White House to cut foreign policy staff by nearly half

Deb Riechmann
Associated Press

Washington – President Donald Trump’s new national security adviser plans to dramatically cut the White House foreign policy unit as it comes under scrutiny over a whistleblower’s complaint that launched an impeachment inquiry by Congress.

National security adviser Robert O’Brien said late Thursday that he wants to gradually eliminate about half of the 178 staff members of the National Security Council over the next 15 months.

O’Brien, who recently took over after national security adviser John Bolton was ousted by the president, portrayed the cuts as an effort to return to staffing levels of the past.

National security adviser Robert O'Brien talks with reporters before boarding Air Force One with President Donald Trump at Los Angeles International Airport, Wednesday, Sept. 18, 2019, in Los Angeles.

He told NSC employees at a town hall meeting that the size of the staff grew to more than 200 under the Obama administration and that he wants to return it to the level it was under President George W. Bush and have about 100 people by the end of January.
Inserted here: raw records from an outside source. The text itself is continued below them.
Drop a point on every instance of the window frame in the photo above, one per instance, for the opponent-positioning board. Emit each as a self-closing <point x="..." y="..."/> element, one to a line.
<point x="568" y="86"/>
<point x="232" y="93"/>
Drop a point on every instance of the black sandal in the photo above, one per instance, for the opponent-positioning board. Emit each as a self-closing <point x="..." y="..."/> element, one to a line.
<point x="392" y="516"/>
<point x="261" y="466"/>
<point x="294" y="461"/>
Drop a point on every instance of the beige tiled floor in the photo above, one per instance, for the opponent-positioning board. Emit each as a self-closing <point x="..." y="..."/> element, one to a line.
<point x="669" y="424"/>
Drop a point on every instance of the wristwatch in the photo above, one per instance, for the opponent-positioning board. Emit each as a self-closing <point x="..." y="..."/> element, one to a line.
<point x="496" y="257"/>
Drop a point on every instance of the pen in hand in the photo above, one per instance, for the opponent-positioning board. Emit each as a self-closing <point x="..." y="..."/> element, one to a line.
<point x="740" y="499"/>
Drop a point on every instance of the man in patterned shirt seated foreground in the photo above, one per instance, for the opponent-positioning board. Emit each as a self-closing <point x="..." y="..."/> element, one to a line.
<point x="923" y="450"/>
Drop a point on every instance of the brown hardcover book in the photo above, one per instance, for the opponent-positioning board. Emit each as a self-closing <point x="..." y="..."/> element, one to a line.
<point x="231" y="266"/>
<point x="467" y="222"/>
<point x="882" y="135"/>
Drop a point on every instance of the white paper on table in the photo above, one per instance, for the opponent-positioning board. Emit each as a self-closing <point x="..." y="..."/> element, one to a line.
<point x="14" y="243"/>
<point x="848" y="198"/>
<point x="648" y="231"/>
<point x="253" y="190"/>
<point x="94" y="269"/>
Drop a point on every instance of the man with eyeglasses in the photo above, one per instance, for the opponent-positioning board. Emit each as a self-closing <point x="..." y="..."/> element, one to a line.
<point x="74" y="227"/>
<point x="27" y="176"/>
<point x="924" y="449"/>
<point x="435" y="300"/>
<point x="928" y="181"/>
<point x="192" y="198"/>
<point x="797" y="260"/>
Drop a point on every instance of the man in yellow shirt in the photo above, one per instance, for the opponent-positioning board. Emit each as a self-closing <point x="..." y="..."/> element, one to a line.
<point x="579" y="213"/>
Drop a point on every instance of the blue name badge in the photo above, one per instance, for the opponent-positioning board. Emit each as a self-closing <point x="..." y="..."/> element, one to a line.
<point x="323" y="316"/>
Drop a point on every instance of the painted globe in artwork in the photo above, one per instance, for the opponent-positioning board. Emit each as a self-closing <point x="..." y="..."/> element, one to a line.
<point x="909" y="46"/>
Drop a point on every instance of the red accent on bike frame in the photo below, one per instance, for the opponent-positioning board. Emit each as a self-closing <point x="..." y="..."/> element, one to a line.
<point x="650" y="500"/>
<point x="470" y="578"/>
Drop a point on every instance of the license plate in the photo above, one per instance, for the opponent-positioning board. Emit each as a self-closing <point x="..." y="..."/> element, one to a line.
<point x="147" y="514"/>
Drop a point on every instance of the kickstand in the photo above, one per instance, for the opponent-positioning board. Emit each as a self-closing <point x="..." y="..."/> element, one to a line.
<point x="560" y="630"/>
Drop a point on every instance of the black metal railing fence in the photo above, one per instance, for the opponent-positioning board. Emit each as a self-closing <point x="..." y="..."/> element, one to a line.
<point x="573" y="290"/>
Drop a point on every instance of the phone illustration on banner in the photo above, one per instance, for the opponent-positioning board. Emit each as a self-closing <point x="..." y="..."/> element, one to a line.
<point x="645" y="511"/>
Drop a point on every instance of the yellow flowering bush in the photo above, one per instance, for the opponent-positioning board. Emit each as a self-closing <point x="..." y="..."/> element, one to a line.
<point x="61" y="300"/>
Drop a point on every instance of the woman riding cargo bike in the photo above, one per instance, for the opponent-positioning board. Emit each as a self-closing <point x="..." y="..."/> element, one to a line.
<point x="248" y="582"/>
“It just ballooned into a massive, you know, bureaucracy … under the last administration,” he said in an interview later on the Fox Business Network program “Lou Dobbs Tonight.”

Trump has also complained about the unidentified whistleblower and people in the NSC who apparently provided that person with information about a July 25 phone call he had with the Ukrainian president in which he pressed for an investigation of a political rival while his administration was delaying badly needed military aid to the Eastern European nation.

The complaint is now the central focus of the impeachment inquiry.

A senior administration official said Friday that the cuts were not related to the leaks and that the NSC would reduce employees through attrition by not replacing people as they finish their assignments at the White House.

A former staffer said there are a few areas of NSC that could be trimmed, but that some current staff members already work 60 to 70 hours a week and they worry that the job of providing the president with national security policy options will diminish as the unit shrinks. The staffer spoke on condition of anonymity to discuss the staff reductions announced at the closed-door town hall meeting.